[boost-users] tokenizer vs string algorithm split.

Discussion:

chun ping wang

2007-12-13 03:56:58 UTC

Hi I was wondering which one is better and faster to split a file of csv
value of number and put it into container of double.
1.) Which option is better.
// method 1.
std::vector<std::string> split_string;
boost::algorithm::trim(flist);
boost::algorithm::split(split_string, flist,
boost::algorithm::is_any_of(","));
std::vector<double> elements;
BOOST_FOREACH(std::string s, split_string)
{
elements += boost::lexical_cast<double>(s);
}

// method 2.
boost::char_separator<char> sep(",");
boost::tokenizer<boost::char_separator<char> > tokens(flist,
sep);
std::vector<double> elements;
BOOST_FOREACH(std::string token, tokens)
{
elements += boost::lexical_cast<double>(token);
}

2.) When is it better to use string algorithm split instead of tokenizer and
vice versa.

Larry

2007-12-13 14:07:51 UTC

Permalink

My limited experience is that tokenizer is faster. I have tried it several times in different schemes but the tokenizer always seems to come out faster by more than a little. I would prefer the split() scheme but I haven't found the way to make it go faster.

Larry
----- Original Message -----
From: chun ping wang
Newsgroups: gmane.comp.lib.boost.user
To: boost-***@lists.boost.org
Sent: Wednesday, December 12, 2007 10:56 PM
Subject: [boost-users] tokenizer vs string algorithm split.

Hi I was wondering which one is better and faster to split a file of csv value of number and put it into container of double.
1.) Which option is better.
// method 1.
std::vector<std::string> split_string;
boost::algorithm::trim(flist);
boost::algorithm::split(split_string, flist, boost::algorithm::is_any_of(","));
std::vector<double> elements;
BOOST_FOREACH(std::string s, split_string)
{
elements += boost::lexical_cast<double>(s);
}

// method 2.
boost::char_separator<char> sep(",");
boost::tokenizer<boost::char_separator<char> > tokens(flist, sep);
std::vector<double> elements;
BOOST_FOREACH(std::string token, tokens)
{
elements += boost::lexical_cast<double>(token);
}

2.) When is it better to use string algorithm split instead of tokenizer and vice versa.

Bill Buklis

2007-12-13 17:48:42 UTC

Permalink

This may not matter for the CSV file you're parsing, but at least for a more
general solution for CSV processing, you'd also have to handle fields that
are surrounded by quotes and may even contain embedded commas. I don't know
if split or tokenizer can handle that.

-- Bill --

_____

From: Larry [mailto:***@nc.rr.com]
Sent: Thursday, December 13, 2007 8:08 AM
To: boost-***@lists.boost.org
Subject: Re: [Boost-users] [boost-users] tokenizer vs string algorithm
split.

My limited experience is that tokenizer is faster. I have tried it several
times in different schemes but the tokenizer always seems to come out faster
by more than a little. I would prefer the split() scheme but I haven't found
the way to make it go faster.

Larry

----- Original Message -----

From: chun ping wang <mailto:***@gmail.com>

Newsgroups: gmane.comp.lib.boost.user

To: boost-***@lists.boost.org

Sent: Wednesday, December 12, 2007 10:56 PM

Subject: [boost-users] tokenizer vs string algorithm split.

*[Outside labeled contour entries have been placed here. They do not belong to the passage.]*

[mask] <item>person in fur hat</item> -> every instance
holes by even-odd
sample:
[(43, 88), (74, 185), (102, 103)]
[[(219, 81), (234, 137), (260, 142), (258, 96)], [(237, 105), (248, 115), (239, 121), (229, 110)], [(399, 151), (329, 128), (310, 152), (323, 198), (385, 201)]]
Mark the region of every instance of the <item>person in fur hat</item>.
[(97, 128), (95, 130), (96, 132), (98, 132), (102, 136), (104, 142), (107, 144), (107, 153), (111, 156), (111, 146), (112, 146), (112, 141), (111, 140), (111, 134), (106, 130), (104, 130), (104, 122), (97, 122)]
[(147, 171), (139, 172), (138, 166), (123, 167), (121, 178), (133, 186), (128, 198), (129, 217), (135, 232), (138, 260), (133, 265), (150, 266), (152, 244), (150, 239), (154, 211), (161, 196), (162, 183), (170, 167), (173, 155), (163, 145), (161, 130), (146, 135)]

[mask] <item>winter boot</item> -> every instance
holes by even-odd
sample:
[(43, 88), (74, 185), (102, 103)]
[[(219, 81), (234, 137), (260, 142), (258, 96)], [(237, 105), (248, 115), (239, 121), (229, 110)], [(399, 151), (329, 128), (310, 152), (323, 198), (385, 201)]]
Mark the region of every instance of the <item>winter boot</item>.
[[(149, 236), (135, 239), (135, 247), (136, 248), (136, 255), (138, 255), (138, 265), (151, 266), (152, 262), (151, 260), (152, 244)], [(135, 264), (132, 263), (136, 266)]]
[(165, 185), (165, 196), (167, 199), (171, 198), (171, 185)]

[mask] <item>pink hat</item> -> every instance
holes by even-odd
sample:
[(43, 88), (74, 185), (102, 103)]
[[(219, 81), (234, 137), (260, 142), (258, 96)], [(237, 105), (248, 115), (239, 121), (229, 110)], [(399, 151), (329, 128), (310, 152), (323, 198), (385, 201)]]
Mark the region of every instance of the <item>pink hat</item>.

Hi I was wondering which one is better and faster to split a file of csv
value of number and put it into container of double.
1.) Which option is better.
// method 1.
std::vector<std::string> split_string;
boost::algorithm::trim(flist);
boost::algorithm::split(split_string, flist,
boost::algorithm::is_any_of(","));
std::vector<double> elements;
BOOST_FOREACH(std::string s, split_string)
{
elements += boost::lexical_cast<double>(s);
}

// method 2.
boost::char_separator<char> sep(",");
boost::tokenizer<boost::char_separator<char> > tokens(flist,
sep);
std::vector<double> elements;
BOOST_FOREACH(std::string token, tokens)
{
elements += boost::lexical_cast<double>(token);
}

2.) When is it better to use string algorithm split instead of tokenizer and
vice versa.

_____

Edward Diener

2007-12-15 14:44:52 UTC

Permalink

This may not matter for the CSV file you’re parsing, but at least for a
more general solution for CSV processing, you’d also have to handle
fields that are surrounded by quotes and may even contain embedded
commas. I don’t know if split or tokenizer can handle that.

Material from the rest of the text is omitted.